Remember, what's presented below is a conceptual metaphor. There are a lot of loose ends, but the goal is not to over think the issue.
Imagine that we live in a world where negotiators from the U.S. and Saudi Arabia get together and eat every day. The U.S. brings meat and beer, while the Saudis bring couscous and falafel. This happens every day for decades, especially after 1973. Every day 100 people show up from the U.S. side and 100 people show up from the Saudi side. The 200 people eat together every day.
Some days 120 will show up from each side, some days even more. It doesn't matter because there's an agreement that each side will always bring enough to feed each other's group - and then some.
One day, however, the U.S. stops bringing enough food for 200 people. The U.S. now brings only enough meat and beer for 40. Since we're not bringing enough meat and beer to feed 200 people we feel guilty and only bring 40 people to our daily feast.
Initially, the Saudis don't care because they don't actually consume much of the meat or beer. They've been hoarding it so they can use it to trade with others, especially the Germans and Japanese who give them BMWs and stereos for their meat and beer. However, the Saudis are accustomed to producing enough couscous and falafel to feed the 100 people in their group, plus the 100 people the U.S. usually brought to the feast.
The Saudis can't really trade their couscous and falafel because other nations - but especially the Germans - don't much care for couscous or falafel. So the Saudis are now confronted with the situation where they have too much couscous and falafel on their hands. Their cup runneth over with couscous and falafel. They're going to have to cut back.

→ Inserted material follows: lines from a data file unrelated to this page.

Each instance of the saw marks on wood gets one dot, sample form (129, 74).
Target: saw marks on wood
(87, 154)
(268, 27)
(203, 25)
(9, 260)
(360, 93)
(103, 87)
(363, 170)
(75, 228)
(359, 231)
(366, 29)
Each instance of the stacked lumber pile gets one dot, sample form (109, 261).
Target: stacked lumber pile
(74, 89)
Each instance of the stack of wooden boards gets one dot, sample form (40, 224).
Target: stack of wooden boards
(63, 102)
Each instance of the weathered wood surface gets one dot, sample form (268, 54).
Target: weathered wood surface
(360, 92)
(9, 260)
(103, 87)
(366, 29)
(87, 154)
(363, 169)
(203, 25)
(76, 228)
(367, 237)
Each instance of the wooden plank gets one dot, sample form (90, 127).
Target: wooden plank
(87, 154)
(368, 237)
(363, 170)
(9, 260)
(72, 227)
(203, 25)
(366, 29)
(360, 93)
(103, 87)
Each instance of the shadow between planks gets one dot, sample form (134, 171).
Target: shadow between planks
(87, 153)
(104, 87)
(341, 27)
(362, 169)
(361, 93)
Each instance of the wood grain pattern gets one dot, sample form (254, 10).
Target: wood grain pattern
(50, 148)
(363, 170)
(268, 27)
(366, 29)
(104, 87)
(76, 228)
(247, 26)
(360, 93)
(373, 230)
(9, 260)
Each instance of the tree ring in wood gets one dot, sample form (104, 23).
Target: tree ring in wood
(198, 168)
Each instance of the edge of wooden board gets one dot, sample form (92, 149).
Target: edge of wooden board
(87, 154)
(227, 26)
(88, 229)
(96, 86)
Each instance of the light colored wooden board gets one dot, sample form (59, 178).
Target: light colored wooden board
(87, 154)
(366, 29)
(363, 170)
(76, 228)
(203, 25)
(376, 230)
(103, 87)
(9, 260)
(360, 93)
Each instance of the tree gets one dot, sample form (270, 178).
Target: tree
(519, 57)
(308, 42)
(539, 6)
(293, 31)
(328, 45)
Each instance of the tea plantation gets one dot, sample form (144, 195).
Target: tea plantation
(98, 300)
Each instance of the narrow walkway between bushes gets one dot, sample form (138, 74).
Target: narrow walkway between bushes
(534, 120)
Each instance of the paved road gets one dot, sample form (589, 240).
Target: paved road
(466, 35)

But if they cut back the couscous and falafel producers are going to be dissatisfied because they have less business. They're going to have to either reduce production and/or reduce prices in the hope that they sell more. The former will eventually lead to scarcity, while the latter will lead to less money for the producers.
Oh, and the Saudis can no longer plan on trading for or buying stereos or BMWs from the Germans and Japanese in the future.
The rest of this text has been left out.